Three weeks after that we found a nursing home for her, and the first night the nurses gathered around us and told us to prepare for the fact that she would not make it through the night. She was going to die any minute. This was about the third time we heard this and just brushed them off and hovered over Mum and sat vigil for hours at a time – taking turns doing eight-hour shifts.

Four months after her stroke we took her home to her house. Same little tiny house, now filled with hospital bed, oxygen machine, nebulizer, feeding pump, colostomy supplies, wheelchair. I remember sitting outside the nursing home the last night before she came home, thinking to myself, "Oh God! What am I getting myself into?" I'm not a nurse. I'm not even a nurse's aid. I'm a secretary and my skill is typing. Not nursing.

From then on we have been caring for Mum's every need. Lovey wasn't working and so moved in with his Mom and started the day-to-day, hour-to-hour, minute-by-minute process of taking care of his mother. I worked during the day and then came home and relieved him and continued her intricate care until I left for my house at 10:00 at night. Then start it up the next morning and do it all over again, packing a little bag to stay there every weekend, and then take all the family's laundry home on Sunday night and wash and dry all the clothes for the next week.

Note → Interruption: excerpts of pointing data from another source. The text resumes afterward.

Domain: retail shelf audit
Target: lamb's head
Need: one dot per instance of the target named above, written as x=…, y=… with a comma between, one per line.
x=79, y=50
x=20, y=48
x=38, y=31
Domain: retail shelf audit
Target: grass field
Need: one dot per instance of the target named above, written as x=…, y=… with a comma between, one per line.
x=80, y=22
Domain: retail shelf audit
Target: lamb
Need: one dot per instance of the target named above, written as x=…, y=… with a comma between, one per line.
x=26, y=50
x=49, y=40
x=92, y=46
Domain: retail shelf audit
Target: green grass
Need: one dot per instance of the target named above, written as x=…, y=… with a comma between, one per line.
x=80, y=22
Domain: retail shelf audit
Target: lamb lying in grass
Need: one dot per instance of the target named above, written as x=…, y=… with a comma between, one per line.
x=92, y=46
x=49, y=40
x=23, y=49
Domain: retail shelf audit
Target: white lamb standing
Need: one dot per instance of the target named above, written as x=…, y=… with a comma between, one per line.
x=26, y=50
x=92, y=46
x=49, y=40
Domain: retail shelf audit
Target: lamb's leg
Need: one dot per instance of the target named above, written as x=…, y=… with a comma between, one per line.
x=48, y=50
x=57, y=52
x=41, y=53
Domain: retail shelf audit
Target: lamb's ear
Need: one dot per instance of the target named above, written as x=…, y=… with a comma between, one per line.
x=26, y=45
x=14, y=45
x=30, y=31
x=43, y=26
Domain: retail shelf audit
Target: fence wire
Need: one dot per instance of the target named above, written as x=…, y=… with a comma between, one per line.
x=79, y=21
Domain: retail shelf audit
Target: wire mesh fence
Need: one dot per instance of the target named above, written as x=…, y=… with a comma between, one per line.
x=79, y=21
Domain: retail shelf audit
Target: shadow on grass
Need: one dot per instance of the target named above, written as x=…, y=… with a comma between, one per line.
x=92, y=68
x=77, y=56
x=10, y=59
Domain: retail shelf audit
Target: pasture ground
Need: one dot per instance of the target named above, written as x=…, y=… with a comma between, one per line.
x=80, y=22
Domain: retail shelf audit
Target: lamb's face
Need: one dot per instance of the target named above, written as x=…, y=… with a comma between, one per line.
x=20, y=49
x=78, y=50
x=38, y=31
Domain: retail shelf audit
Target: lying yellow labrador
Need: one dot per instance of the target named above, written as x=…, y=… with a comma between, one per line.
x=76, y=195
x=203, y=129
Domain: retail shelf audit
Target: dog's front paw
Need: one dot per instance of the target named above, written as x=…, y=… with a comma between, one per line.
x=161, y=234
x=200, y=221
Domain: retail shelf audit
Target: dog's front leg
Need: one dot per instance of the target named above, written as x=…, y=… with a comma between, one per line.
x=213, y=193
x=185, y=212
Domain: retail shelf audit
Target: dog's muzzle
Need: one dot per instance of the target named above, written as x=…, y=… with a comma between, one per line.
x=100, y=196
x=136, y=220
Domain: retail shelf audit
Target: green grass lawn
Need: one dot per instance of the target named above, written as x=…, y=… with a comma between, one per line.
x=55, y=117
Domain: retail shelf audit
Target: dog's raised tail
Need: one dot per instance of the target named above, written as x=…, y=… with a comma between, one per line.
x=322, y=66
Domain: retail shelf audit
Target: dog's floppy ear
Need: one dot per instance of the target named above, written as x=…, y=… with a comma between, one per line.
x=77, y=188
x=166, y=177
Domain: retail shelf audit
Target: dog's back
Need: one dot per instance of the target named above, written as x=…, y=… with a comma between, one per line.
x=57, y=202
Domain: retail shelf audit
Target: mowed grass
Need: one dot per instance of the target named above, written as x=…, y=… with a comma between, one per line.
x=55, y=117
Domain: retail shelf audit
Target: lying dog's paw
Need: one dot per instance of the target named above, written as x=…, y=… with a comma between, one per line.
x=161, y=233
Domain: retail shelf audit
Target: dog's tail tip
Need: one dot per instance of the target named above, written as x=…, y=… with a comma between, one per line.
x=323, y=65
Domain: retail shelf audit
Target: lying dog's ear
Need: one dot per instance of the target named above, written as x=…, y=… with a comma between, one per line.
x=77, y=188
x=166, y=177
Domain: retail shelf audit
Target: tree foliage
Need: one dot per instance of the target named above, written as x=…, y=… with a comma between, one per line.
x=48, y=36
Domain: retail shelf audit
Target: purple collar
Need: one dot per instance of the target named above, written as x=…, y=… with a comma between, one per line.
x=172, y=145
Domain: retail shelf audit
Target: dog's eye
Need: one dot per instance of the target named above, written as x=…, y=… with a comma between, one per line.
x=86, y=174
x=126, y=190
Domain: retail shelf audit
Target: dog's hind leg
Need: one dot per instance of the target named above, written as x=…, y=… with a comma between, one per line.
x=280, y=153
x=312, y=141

We would go along fine, we had our routines: An hour to get her ready for the day, changing her diaper, crushing her medications, push them through her feeding tube, administer her breathing treatment on top of her continuous oxygen tube, make sure she was comfy, and set her up with a magazine. Then we would give her her mid-afternoon meds, spend a half hour on physical therapy, then bring her to her favorite chair and she would watch TV for the rest of the day. An hour getting her ready for bed – two if it was bath night.

We plugged along, each of us going on and on, like the Ever Ready Battery rabbit. Twice we had episodes where she had difficulty breathing and took her to the hospital. She was on a ventilator for five days the first time. And they told us she was going to die any minute.

The night before my birthday was a normal night, just like all the three years of nights before – and it was bath night. I was teasing her that I had her pink gown and pink socks so she would be "in the pink." We held hands, laughed; she told me I was a good kid. We bathed her, fluffed her, petted her, got her tucked in for the night. I went home as usual – with all the laundry. At 5:00 in the morning Lovey called me to say that Mum was having trouble breathing and the paramedics were there – that they'd probably be taking her to the hospital. So I jumped in my clothes and raced across town and just at her exit I decided to make sure they were still at the house or maybe at the hospital. Lovey said we wouldn't be going to the hospital now because she was gone.

We were both in shock. It couldn't be so! How many times had we been told she would die any minute and she defied them all. She couldn't have just slipped away quietly like that. A few hours later, Lovey and I sat in a small room at a funeral home on my birthday making arrangements for his mother's cremation, whom I had just dressed in pink so she'd be "in the pink."

So, now you know why I haven't written. And why I won't for a while. Life goes on – but I just have to slow it down a bit, rein it in. I'll be back.